Pocos líderes mundiales realmente pueden presumir de ser reformadores radicales. Enrique Peña Nieto, el presidente de México, es uno de los pocos que podría hacerlo. Desde que asumió el cargo hace 20 meses, el telegénico ex gobernador estatal ha liderado una guerra relámpago de reformas legislativas. Su campaña culminó el 7 de agosto cuando el Congreso aprobó una revolucionaria ley energética. Desde hace tiempo México necesitaba liberalizar su sector petrolero controlado por el Estado e impulsar la inversión extranjera para revertir la caída de su producción.

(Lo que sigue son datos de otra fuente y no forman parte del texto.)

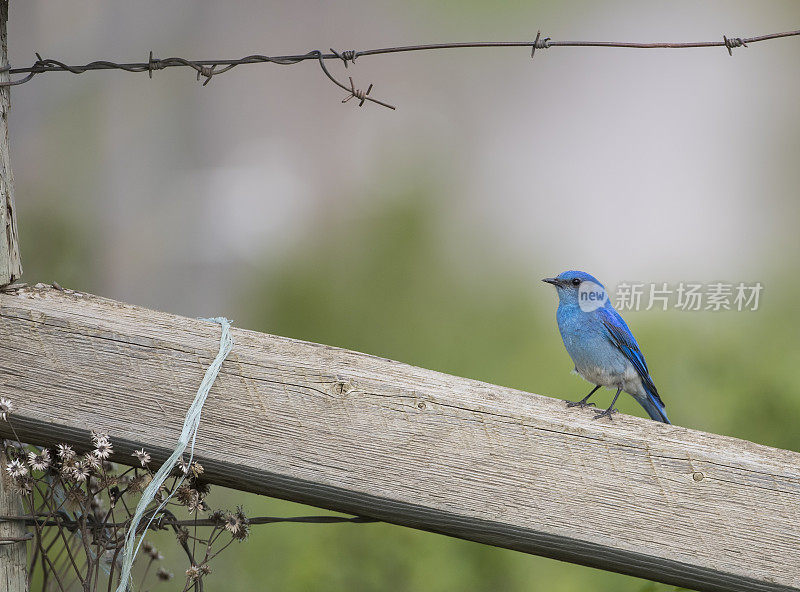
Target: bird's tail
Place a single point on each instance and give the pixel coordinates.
(653, 405)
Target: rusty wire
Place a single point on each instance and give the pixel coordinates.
(207, 69)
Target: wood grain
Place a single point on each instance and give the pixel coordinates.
(10, 264)
(374, 437)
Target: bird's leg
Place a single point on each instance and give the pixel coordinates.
(610, 411)
(582, 403)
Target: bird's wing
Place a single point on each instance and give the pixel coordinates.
(623, 339)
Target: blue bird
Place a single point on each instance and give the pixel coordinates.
(600, 344)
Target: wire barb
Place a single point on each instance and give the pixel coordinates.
(732, 42)
(357, 93)
(539, 43)
(349, 55)
(154, 64)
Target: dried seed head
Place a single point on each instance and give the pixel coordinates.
(22, 485)
(65, 452)
(103, 449)
(184, 494)
(143, 457)
(237, 524)
(91, 462)
(41, 461)
(196, 504)
(16, 469)
(99, 438)
(5, 408)
(80, 472)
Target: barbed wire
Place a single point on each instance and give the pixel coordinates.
(208, 69)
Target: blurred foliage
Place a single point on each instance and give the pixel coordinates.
(384, 283)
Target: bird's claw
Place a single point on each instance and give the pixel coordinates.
(582, 404)
(607, 413)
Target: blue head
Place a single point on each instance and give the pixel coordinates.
(578, 288)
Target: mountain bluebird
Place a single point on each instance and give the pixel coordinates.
(600, 344)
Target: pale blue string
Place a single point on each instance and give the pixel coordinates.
(190, 426)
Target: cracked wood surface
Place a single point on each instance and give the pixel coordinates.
(374, 437)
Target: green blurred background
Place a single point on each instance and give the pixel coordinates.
(421, 235)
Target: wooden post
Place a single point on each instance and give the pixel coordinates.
(13, 553)
(378, 438)
(10, 264)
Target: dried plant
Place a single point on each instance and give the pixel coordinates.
(80, 507)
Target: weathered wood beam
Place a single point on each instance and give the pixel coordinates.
(369, 436)
(10, 264)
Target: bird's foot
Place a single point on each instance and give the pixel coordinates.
(582, 404)
(607, 413)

Pero todos los intentos para lograrlo habían fracasado, hasta ahora.
Sin embargo, aunque los mercados financieros han aclamado las iniciativas de Peña Nieto, la mayoría de los mexicanos no parecen estar impresionados. Una encuesta reciente mostró que el 45% desaprueba su presidencia, mientras que casi la mitad piensa que el país va en la dirección equivocada. La última vez que los mexicanos dieron muestra de semejante pesimismo fue en 2010, poco después de que el entonces presidente Felipe Calderón lanzara un sangriento ataque frontal contra las pandillas criminales del país.

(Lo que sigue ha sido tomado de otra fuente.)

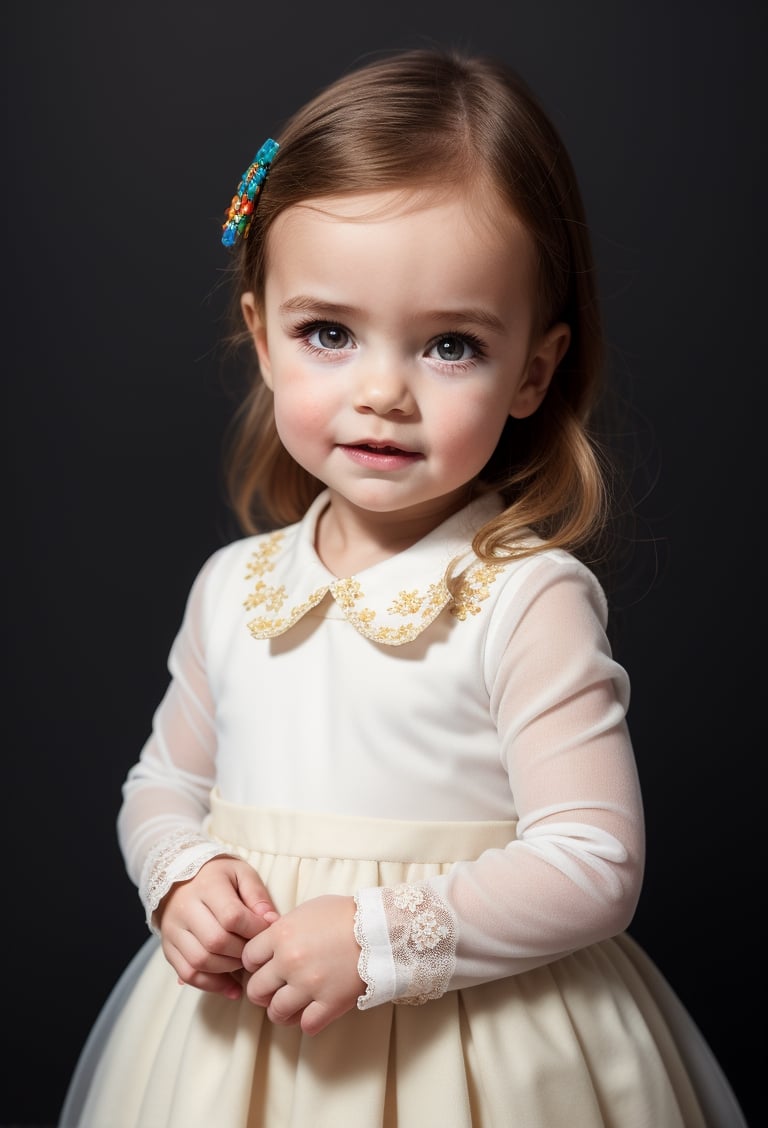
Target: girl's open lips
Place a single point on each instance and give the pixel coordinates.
(380, 456)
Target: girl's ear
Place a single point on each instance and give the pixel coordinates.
(252, 315)
(541, 364)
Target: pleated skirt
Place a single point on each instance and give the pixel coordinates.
(594, 1039)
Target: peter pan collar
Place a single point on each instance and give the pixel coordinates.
(391, 601)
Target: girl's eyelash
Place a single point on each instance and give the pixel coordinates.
(302, 331)
(478, 346)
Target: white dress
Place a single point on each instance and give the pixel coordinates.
(458, 763)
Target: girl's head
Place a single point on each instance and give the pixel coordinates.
(446, 123)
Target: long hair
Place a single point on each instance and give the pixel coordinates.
(439, 119)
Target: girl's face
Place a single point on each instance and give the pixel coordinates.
(396, 337)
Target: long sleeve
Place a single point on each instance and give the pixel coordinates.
(166, 793)
(572, 875)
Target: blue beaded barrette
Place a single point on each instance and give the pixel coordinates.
(244, 202)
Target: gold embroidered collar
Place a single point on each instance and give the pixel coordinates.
(391, 601)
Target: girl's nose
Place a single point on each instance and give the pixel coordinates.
(384, 388)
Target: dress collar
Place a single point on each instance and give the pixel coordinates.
(391, 601)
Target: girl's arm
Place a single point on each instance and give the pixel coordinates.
(203, 901)
(573, 874)
(571, 877)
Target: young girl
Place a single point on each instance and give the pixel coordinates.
(387, 829)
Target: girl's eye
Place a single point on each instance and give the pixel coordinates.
(327, 336)
(453, 347)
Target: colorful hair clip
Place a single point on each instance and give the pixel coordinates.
(244, 202)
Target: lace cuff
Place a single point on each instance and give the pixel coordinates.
(407, 937)
(177, 856)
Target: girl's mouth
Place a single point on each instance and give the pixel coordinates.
(380, 456)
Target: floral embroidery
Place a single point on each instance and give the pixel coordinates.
(406, 616)
(267, 628)
(474, 589)
(423, 934)
(162, 866)
(273, 598)
(263, 558)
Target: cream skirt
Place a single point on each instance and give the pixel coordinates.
(594, 1039)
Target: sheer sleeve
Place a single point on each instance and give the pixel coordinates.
(573, 873)
(166, 793)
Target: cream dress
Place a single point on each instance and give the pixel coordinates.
(461, 766)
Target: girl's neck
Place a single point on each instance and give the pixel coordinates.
(350, 539)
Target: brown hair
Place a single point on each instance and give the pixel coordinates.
(434, 119)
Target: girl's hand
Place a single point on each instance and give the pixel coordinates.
(305, 965)
(205, 922)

La diferencia entre el pesimismo de los mexicanos y el optimismo de los mercados es sorprendente. Además, también plantea la pregunta: ¿quizás los inversionistas extranjeros han interpretado mal la situación? Peña Nieto tiene que cerrar esa brecha antes de que realmente pueda considerar que su programa de reforma es un éxito.

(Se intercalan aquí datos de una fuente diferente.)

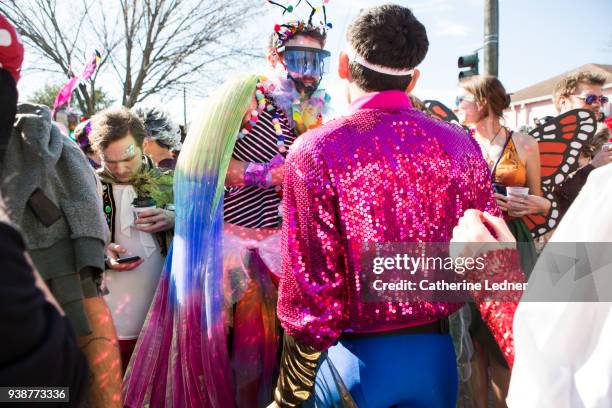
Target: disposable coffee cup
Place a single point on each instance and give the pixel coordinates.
(142, 204)
(520, 191)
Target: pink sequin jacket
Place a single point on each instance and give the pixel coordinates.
(384, 173)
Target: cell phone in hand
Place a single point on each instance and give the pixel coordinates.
(128, 259)
(499, 188)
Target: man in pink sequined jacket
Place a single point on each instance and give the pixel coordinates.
(384, 173)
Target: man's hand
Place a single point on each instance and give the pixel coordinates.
(602, 158)
(502, 201)
(154, 220)
(114, 252)
(471, 237)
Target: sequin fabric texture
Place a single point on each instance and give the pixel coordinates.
(385, 173)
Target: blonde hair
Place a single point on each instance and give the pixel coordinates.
(488, 92)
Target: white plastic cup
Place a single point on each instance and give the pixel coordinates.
(138, 210)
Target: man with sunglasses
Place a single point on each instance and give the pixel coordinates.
(580, 90)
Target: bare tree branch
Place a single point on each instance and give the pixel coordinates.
(148, 46)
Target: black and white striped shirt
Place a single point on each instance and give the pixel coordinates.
(255, 207)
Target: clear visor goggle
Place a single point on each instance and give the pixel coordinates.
(305, 61)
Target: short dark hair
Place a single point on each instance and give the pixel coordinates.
(387, 35)
(114, 124)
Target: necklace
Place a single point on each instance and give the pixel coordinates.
(264, 104)
(486, 149)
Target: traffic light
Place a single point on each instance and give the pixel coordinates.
(468, 61)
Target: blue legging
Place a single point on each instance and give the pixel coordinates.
(409, 370)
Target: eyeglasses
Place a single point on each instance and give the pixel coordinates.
(590, 99)
(461, 98)
(305, 61)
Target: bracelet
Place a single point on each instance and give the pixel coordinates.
(258, 175)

Hay cuatro razones principales para la divergencia de opiniones. La primera es común en todos los programas de reforma estructural. Los grupos de intereses especiales que sufren inmediatamente las consecuencias de las reformas de Peña Nieto son vocales y mancomunados, mientras que los beneficiarios son difusos. Los beneficios que los mexicanos disfrutarán algún día, como mejores escuelas o llamadas telefónicas más baratas, son cosas del futuro. Aunque eventualmente esta disyuntiva debería desaparecer, conforme lo previsto ahora por los mercados.
La segunda razón para la baja calificación de Peña Nieto es la estrategia consensuada que ha utilizado para lograr sus reformas en el Congreso. Su Pacto por México no partidista, a veces considerado como un modelo a seguir por el fraccionado Congreso de EE.UU., le trajo el apoyo de los partidos de oposición, así como sus votos. Pero esta estrategia acarreó un costo a sus tácticas políticas. Para mantener el pacto, se vio obligado a enfriar ánimos caldeados y a abstenerse de contraatacar al verse criticado. Esta política de cuidadoso mutismo, sin embargo, ya agotó su vida útil. Con las elecciones de mitad de período que se avecinan el próximo año, Peña Nieto tiene que ponerse las pilas.
La tercera razón es un comprensible escepticismo con respecto a la implementación de las reformas. La nueva ley de energía, con sus densos matorrales legislativos, es un ejemplo de ello. ¿Puede realmente Pemex convertirse en una empresa eficiente, siempre y cuando sea propiedad total del Estado y bajo control de las fuerzas políticas? Luego están los abultados organismos reguladores que monitorearán de cerca el sector. Lucen prometedores, pero ¿contarán con suficiente personal capacitado para hacer su trabajo? La necesidad de transparencia es primordial, especialmente cuando las rondas de licitación petroleras comiencen el próximo año y se intercambien miles de millones de dólares.
La última razón para el pesimismo de los mexicanos es que muchos no creen que las reformas marcarán ninguna diferencia en sus vidas. ¿Conducirá realmente la reforma energética a precios más bajos de la electricidad, cómo se promete? Las promesas de un crecimiento económico más rápido hasta ahora han llegado a nada; así como la sensación general de que la seguridad personal esté mejorando. La política es un juego de decisiones intuitivas y de estrechos márgenes de error, donde la suerte puede jugar un papel decisivo. Pero la suerte puede hacerse y Peña Nieto no siempre ha creado las condiciones para ello. Consumida por las reformas, su administración a veces ha perdido su enfoque en los problemas inmediatos que más preocupan a los mexicanos.
Su gobierno ha proporcionado un valioso estudio de cómo propulsar una reforma radical. Por ello, debemos felicitarlo. Ahora, sin embargo, tiene que demostrar que puede completar y poner en práctica su programa. El trabajo más arduo -la parte más difícil- aún está por venir.